Os bons políticos compreendem o que é possível e tentam consegui-lo por meio de recursos baseados em fatos, enquanto os maus procuram satisfazer o público com fantasias surgidas da imaginação e do pensamento mágico. Robert P. Crease

Netflix/Divulgação

O NEGACIONISMO NO CINEMA

Por Margarete Hülsendeger

No final de 2021, mais exatamente na véspera de Natal, estreou na Netflix brasileira uma produção americana que deu muito o que falar. Suscitou inúmeras discussões e debates, com pessoas se dividindo entre as que odiaram e as que amaram o filme. Nas redes sociais apareceu, inclusive, a seguinte piada: não importa se você gostou ou detestou, o importante é postar um comentário, por mais óbvio que ele possa ser. Muitos a essa altura já adivinharam sobre qual filme estou falando; sim, é esse mesmo, “Não olhe para cima”[1].

Para quem não viu e nem se interessou em acompanhar as discussões nas redes sociais, um breve resumo. Dois astrônomos (um doutor e sua doutoranda)[2] descobrem que em poucos meses um meteorito atingirá a Terra. A partir desse momento, eles tentam de todas as formas alertar a humanidade sobre o perigo que se aproxima. No entanto, ao contrário do que se poderia imaginar, ninguém demonstra muito interesse ou dá a devida importância a esse evento cataclísmico. Como resultado, os dois protagonistas expõem-se ao ridículo, perdem seus empregos e até mesmo suas famílias na tentativa de se fazerem ouvir. O absurdo chega ao ponto da presidente dos Estados Unidos – maravilhosamente interpretada por Maryl Streep – ser convencida, por um magnata misantropo, de que o meteorito não deve ser destruído porque é rico em metais difíceis de serem encontrados na Terra. Cria-se, então, um clima de suspeita sobre a descoberta dos frustrados astrônomos, com a população sendo manipulada para acreditar que os cientistas estavam exagerando nas suas previsões. Entre as diversas situações surreais que são descritas no filme, há a criação, pela cúpula do governo norte-americano, do lema “Não olhe para cima” com o claro objetivo de minimizar a tragédia que está para se abater sobre a humanidade.

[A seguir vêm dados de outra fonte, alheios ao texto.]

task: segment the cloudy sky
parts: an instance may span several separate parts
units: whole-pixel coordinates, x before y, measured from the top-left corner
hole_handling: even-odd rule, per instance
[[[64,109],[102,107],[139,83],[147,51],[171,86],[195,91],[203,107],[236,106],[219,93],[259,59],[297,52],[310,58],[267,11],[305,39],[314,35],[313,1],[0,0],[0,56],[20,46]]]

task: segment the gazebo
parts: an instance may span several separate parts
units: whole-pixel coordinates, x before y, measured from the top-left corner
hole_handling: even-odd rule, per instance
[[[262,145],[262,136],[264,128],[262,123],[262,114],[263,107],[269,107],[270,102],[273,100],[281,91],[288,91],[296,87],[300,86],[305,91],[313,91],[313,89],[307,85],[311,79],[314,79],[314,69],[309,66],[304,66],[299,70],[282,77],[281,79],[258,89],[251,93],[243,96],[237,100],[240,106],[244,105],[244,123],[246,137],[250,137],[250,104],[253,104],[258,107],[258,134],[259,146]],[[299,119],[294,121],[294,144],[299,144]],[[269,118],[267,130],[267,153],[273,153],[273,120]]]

O filme aos poucos deixa de ser engraçado e o espectador começa a sentir um certo desconforto que, apesar de ser interrompido por alguma risada nervosa, vai num crescendo até o desfecho quando se constata que um final feliz não faz parte do roteiro. Os críticos dizem tratar-se de uma sátira política, mas o público leigo o vê mais como uma tragicomédia espantosamente atual. Muitos brasileiros, com certeza, identificaram-se com episódios recentes da nossa história, como quando a personagem de Jennifer Lawrence se descontrola diante dos âncoras de uma rede de televisão que pediam que o assunto da iminente extinção da vida no planeta fosse tratado com “leveza”.

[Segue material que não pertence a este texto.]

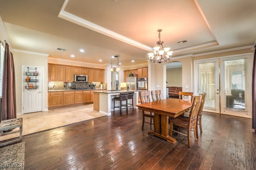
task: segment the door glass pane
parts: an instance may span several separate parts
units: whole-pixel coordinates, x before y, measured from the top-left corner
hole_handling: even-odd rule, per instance
[[[206,93],[204,108],[215,110],[216,63],[215,62],[199,63],[198,68],[198,92],[200,94]]]
[[[246,59],[224,61],[226,109],[246,110]]]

O tema central do filme não escapou a ninguém: o negacionismo no qual a sociedade moderna está mergulhada. Mas não um negacionismo simples do tipo “eu tenho minha opinião e você tem a sua”. Não. É algo muito mais complexo porque se tornou, nos últimos anos, um tema extremamente politizado. Uma das razões para isso é o comportamento inconsequente de certos políticos quando percebem que as pesquisas científicas podem impedir, ou pelo menos dificultar, a concretização de seus objetivos. Um exemplo bem conhecido é a questão do aquecimento global.

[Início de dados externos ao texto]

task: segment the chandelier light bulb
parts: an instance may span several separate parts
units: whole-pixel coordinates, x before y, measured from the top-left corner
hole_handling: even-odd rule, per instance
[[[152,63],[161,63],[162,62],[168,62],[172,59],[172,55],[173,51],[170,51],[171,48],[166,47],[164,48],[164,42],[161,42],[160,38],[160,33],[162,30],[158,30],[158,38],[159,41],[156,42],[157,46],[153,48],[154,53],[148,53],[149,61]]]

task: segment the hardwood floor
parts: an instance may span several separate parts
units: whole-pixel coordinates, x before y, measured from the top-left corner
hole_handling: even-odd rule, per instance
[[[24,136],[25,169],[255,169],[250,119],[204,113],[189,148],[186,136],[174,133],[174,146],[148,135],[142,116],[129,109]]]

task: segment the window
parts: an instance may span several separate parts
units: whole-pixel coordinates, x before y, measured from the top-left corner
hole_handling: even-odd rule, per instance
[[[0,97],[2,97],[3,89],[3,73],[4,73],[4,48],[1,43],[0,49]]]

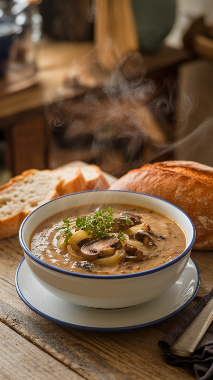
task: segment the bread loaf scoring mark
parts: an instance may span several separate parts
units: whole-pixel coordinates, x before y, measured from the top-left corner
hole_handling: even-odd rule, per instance
[[[144,193],[171,202],[194,225],[194,249],[213,249],[213,168],[192,161],[147,164],[129,172],[110,189]]]

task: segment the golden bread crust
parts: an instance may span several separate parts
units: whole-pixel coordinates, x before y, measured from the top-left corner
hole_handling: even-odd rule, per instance
[[[129,172],[110,187],[154,195],[182,209],[193,222],[194,249],[213,249],[213,169],[191,161],[164,161]]]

Alguns “representantes do povo” uniram-se para defender a ideia de que o aquecimento global é uma mentira aplicada por cientistas com intenções ocultas. Outros já dizem que, apesar de não terem formação científica, não precisam ser homens de ciência porque essa é um exercício abstrato com pouca relevância no mundo real. E há ainda aqueles que se apegam ao conceito de que a ciência carrega uma grande incerteza e, portanto, não há uma posição definitiva sobre os modelos utilizados para prever os efeitos do aquecimento global. Em outras palavras, essas pessoas (e não apenas políticos, como também empresários, banqueiros e até gente comum) aproveitam-se de algumas das vulnerabilidades da ciência para impor suas “ideias” (sem qualquer fundamento científico) prejudicando, de forma irremediável, a segurança da população e do planeta.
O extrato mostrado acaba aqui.